Secondly, the article claims that TRUST XAI provides explanations for new random samples with an average success rate of 98%, but it does not provide any evidence or methodology to support this claim. The lack of empirical evidence raises questions about the validity and reliability of the proposed model.

Thirdly, the article compares TRUST with local interpretable model-agnostic explanations (LIME) and concludes that TRUST is superior in terms of performance, speed, and method of explainability. However, this comparison may be biased as LIME is just one of many XAI models available in the market. The article does not provide a comprehensive evaluation of other XAI models or compare them with TRUST.

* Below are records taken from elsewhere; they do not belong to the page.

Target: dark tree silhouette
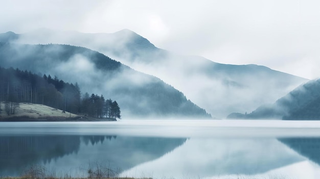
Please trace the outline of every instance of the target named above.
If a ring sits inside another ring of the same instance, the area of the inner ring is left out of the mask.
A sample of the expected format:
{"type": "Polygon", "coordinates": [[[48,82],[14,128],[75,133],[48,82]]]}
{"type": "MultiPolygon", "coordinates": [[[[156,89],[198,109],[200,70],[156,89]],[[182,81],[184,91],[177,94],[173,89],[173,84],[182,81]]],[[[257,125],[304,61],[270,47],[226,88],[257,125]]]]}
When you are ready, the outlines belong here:
{"type": "Polygon", "coordinates": [[[90,96],[85,93],[81,99],[81,89],[77,83],[75,85],[65,83],[56,76],[53,79],[50,74],[47,77],[45,74],[41,77],[17,68],[0,67],[1,101],[5,101],[4,108],[8,115],[14,114],[19,103],[30,103],[97,118],[120,116],[120,108],[119,114],[115,112],[111,114],[113,103],[111,99],[106,102],[102,95],[92,94],[90,96]]]}

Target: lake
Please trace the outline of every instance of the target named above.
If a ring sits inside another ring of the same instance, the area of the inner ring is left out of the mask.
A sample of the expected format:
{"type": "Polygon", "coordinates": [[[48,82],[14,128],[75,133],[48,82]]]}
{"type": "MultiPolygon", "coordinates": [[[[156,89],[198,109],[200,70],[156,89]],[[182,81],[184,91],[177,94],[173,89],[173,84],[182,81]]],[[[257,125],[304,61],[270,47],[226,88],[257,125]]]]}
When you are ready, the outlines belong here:
{"type": "Polygon", "coordinates": [[[319,164],[320,121],[0,123],[0,176],[319,178],[319,164]]]}

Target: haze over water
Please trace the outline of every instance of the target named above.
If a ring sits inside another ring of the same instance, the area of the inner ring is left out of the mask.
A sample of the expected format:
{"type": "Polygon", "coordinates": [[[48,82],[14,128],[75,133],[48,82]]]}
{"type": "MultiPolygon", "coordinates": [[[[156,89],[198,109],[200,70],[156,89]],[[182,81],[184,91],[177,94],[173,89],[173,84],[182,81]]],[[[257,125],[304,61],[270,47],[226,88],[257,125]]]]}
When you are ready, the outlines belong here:
{"type": "Polygon", "coordinates": [[[83,177],[98,162],[137,177],[320,176],[320,121],[2,122],[0,143],[2,176],[41,165],[83,177]]]}

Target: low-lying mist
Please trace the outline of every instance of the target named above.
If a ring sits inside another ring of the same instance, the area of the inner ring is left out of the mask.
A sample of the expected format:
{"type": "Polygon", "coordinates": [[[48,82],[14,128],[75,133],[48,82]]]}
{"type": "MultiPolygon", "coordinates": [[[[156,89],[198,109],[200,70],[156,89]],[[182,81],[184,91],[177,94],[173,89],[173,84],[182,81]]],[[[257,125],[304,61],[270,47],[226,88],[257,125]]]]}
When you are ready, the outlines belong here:
{"type": "MultiPolygon", "coordinates": [[[[156,48],[128,30],[113,34],[39,30],[16,36],[14,41],[20,43],[70,44],[102,53],[160,78],[217,118],[235,112],[249,113],[261,105],[273,103],[307,81],[264,66],[222,64],[200,57],[175,54],[156,48]]],[[[79,65],[80,69],[83,66],[79,65]]],[[[129,80],[128,76],[121,78],[129,80]]],[[[129,82],[139,81],[129,78],[129,82]]]]}

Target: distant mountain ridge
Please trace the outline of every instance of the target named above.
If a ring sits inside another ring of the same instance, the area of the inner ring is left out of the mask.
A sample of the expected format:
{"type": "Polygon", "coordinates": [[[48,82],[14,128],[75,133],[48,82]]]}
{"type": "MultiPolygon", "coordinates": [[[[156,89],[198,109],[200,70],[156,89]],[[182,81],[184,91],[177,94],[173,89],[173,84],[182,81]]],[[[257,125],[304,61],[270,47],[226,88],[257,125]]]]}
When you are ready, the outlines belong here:
{"type": "Polygon", "coordinates": [[[298,87],[272,104],[261,106],[249,114],[232,113],[228,118],[319,120],[320,79],[298,87]]]}
{"type": "Polygon", "coordinates": [[[112,97],[121,106],[124,118],[211,117],[160,79],[84,47],[2,43],[0,59],[2,67],[56,75],[66,82],[77,82],[84,93],[112,97]]]}
{"type": "Polygon", "coordinates": [[[129,30],[112,34],[40,30],[2,34],[2,38],[24,43],[68,44],[97,50],[160,78],[217,118],[224,118],[234,111],[252,111],[307,81],[265,66],[224,64],[201,57],[175,54],[157,48],[129,30]]]}

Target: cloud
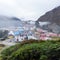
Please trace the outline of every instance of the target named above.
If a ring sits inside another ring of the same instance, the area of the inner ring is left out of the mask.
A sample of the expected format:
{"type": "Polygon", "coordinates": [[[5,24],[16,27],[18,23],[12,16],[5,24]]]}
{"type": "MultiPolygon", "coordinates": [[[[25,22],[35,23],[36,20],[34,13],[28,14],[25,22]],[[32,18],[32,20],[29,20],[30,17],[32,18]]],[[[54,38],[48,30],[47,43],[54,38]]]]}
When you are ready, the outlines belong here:
{"type": "Polygon", "coordinates": [[[0,15],[38,19],[60,5],[60,0],[0,0],[0,15]]]}

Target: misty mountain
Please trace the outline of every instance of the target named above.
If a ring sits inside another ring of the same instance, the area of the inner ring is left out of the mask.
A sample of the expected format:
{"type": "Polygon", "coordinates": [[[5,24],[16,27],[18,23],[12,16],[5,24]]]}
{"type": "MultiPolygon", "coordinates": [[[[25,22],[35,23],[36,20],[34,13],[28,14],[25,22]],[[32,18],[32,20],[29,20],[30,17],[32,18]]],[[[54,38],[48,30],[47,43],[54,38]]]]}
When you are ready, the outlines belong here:
{"type": "Polygon", "coordinates": [[[0,28],[19,27],[22,22],[17,17],[0,16],[0,28]]]}
{"type": "Polygon", "coordinates": [[[36,26],[54,33],[60,33],[60,6],[41,16],[36,21],[36,26]],[[44,22],[48,22],[48,24],[41,25],[44,22]]]}

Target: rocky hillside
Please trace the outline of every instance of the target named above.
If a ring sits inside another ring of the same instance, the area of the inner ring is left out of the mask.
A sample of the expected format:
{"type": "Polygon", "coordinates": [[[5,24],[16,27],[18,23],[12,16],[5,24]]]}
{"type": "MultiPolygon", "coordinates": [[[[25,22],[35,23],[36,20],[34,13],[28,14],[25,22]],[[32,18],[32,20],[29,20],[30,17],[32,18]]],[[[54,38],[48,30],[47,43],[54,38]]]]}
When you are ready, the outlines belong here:
{"type": "Polygon", "coordinates": [[[60,6],[41,16],[36,21],[36,26],[51,32],[60,33],[60,6]],[[44,22],[48,22],[48,24],[46,23],[41,26],[41,23],[44,22]]]}

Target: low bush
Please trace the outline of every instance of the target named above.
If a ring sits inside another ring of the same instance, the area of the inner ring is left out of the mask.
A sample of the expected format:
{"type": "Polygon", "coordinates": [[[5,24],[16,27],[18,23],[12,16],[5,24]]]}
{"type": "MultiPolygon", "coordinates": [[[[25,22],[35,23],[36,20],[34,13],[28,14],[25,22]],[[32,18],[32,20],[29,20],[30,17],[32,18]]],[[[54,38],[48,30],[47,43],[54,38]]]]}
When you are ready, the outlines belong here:
{"type": "Polygon", "coordinates": [[[60,60],[60,42],[26,40],[4,50],[2,60],[60,60]]]}

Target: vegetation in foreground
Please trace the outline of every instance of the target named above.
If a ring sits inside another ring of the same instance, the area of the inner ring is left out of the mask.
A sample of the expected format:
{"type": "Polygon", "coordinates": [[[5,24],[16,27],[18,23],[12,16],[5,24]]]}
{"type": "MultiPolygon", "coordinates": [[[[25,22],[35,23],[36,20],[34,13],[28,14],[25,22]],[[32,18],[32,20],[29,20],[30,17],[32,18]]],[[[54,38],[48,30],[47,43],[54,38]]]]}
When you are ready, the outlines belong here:
{"type": "Polygon", "coordinates": [[[26,40],[1,54],[2,60],[60,60],[60,40],[26,40]]]}

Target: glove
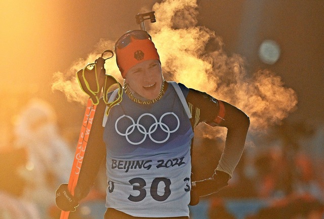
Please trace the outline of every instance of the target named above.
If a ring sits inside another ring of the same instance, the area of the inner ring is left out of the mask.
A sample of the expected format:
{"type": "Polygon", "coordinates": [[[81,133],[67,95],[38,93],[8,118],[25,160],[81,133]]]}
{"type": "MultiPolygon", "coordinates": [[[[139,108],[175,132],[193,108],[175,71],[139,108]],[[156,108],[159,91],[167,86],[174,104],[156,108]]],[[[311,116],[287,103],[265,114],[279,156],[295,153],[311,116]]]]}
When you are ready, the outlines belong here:
{"type": "Polygon", "coordinates": [[[225,172],[216,170],[213,177],[191,183],[190,205],[199,203],[199,197],[216,193],[228,185],[230,176],[225,172]]]}
{"type": "Polygon", "coordinates": [[[64,211],[75,211],[78,202],[74,199],[67,189],[67,184],[61,184],[56,190],[55,198],[56,206],[64,211]]]}

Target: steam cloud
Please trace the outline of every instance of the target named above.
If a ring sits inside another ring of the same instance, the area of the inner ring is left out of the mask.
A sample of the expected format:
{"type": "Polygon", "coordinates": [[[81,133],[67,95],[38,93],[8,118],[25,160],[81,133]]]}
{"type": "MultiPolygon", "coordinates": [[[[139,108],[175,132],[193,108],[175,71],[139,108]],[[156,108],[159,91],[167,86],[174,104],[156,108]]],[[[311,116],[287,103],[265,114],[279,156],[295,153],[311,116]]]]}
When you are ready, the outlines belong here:
{"type": "MultiPolygon", "coordinates": [[[[197,25],[196,0],[166,0],[156,3],[152,11],[157,22],[150,25],[149,31],[160,55],[166,80],[181,82],[241,108],[250,118],[252,131],[278,123],[296,108],[295,91],[285,87],[279,77],[268,70],[248,75],[241,57],[228,56],[221,39],[197,25]]],[[[113,45],[112,41],[101,41],[96,51],[76,62],[69,73],[56,73],[53,89],[84,103],[86,95],[75,72],[99,57],[99,51],[113,45]]],[[[106,74],[120,81],[114,58],[107,61],[106,74]]]]}

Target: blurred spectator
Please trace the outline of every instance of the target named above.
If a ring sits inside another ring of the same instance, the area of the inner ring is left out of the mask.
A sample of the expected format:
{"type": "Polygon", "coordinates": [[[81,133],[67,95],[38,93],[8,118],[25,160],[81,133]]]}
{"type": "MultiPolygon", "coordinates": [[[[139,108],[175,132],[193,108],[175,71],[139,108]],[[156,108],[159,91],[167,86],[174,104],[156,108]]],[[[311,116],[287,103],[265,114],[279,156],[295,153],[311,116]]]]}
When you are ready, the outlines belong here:
{"type": "Polygon", "coordinates": [[[322,219],[324,205],[310,196],[292,196],[275,201],[247,219],[322,219]]]}
{"type": "Polygon", "coordinates": [[[222,200],[219,198],[211,201],[208,217],[209,219],[235,219],[235,216],[227,210],[222,200]]]}
{"type": "Polygon", "coordinates": [[[254,186],[257,197],[280,198],[290,193],[293,182],[287,162],[277,149],[257,156],[254,186]]]}
{"type": "MultiPolygon", "coordinates": [[[[2,141],[2,143],[4,143],[2,141]]],[[[0,147],[0,218],[40,219],[37,206],[24,196],[27,163],[24,149],[0,147]]]]}
{"type": "Polygon", "coordinates": [[[317,178],[313,164],[307,155],[300,152],[295,156],[296,173],[294,191],[299,194],[310,194],[324,201],[320,179],[317,178]]]}
{"type": "Polygon", "coordinates": [[[62,181],[68,180],[74,154],[58,131],[56,114],[47,102],[33,99],[22,109],[16,121],[16,144],[28,155],[26,193],[45,215],[55,205],[49,198],[62,181]]]}

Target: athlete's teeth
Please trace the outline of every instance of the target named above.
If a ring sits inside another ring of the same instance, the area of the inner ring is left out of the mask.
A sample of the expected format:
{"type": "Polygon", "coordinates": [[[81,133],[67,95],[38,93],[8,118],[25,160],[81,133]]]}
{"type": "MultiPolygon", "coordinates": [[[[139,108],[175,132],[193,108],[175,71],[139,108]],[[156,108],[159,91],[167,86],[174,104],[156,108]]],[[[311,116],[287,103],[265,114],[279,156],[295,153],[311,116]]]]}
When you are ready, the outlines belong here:
{"type": "Polygon", "coordinates": [[[153,84],[152,85],[151,85],[145,86],[144,86],[144,87],[148,88],[148,87],[152,87],[152,86],[154,86],[154,84],[155,84],[154,83],[154,84],[153,84]]]}

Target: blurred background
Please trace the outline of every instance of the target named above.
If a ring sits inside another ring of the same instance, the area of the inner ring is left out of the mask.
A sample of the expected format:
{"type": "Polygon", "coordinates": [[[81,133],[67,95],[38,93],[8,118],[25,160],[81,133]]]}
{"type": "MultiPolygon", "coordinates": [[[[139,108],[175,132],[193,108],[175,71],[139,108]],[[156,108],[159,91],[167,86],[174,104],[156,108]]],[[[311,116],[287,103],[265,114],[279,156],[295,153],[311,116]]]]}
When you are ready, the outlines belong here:
{"type": "MultiPolygon", "coordinates": [[[[166,79],[251,119],[229,186],[191,218],[324,218],[324,1],[18,0],[0,3],[0,218],[59,218],[55,191],[68,180],[86,103],[75,74],[151,11],[166,79]]],[[[113,59],[105,67],[121,80],[113,59]]],[[[224,139],[200,126],[198,179],[212,174],[224,139]]],[[[97,180],[71,216],[102,218],[104,170],[97,180]]]]}

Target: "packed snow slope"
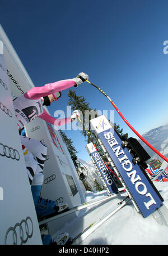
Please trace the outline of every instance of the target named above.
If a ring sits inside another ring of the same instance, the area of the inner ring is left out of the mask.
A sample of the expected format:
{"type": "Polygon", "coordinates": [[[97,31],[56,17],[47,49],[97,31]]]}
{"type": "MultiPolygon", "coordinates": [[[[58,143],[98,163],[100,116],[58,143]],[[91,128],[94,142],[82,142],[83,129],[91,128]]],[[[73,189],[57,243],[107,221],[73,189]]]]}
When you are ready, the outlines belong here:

Fourthly, the article presents a case study on cybersecurity of Industrial Internet of Things (IIoT) using three different cybersecurity data sets. While this case study demonstrates the effectiveness of TRUST in numerical applications, it does not explore other types of data or applications where TRUST may not be suitable.

Finally, the article lacks a discussion on potential risks associated with using AI in high-risk applications such as critical industrial infrastructures or medical systems. It does not address issues related to bias, fairness, privacy, or security that may arise from using AI in these applications.

In conclusion, while the article proposes a promising XAI model named TRUST, it has several potential biases and limitations. The article could benefit from a more comprehensive evaluation of other XAI models and a discussion on the broader implications of using AI in high-risk applications.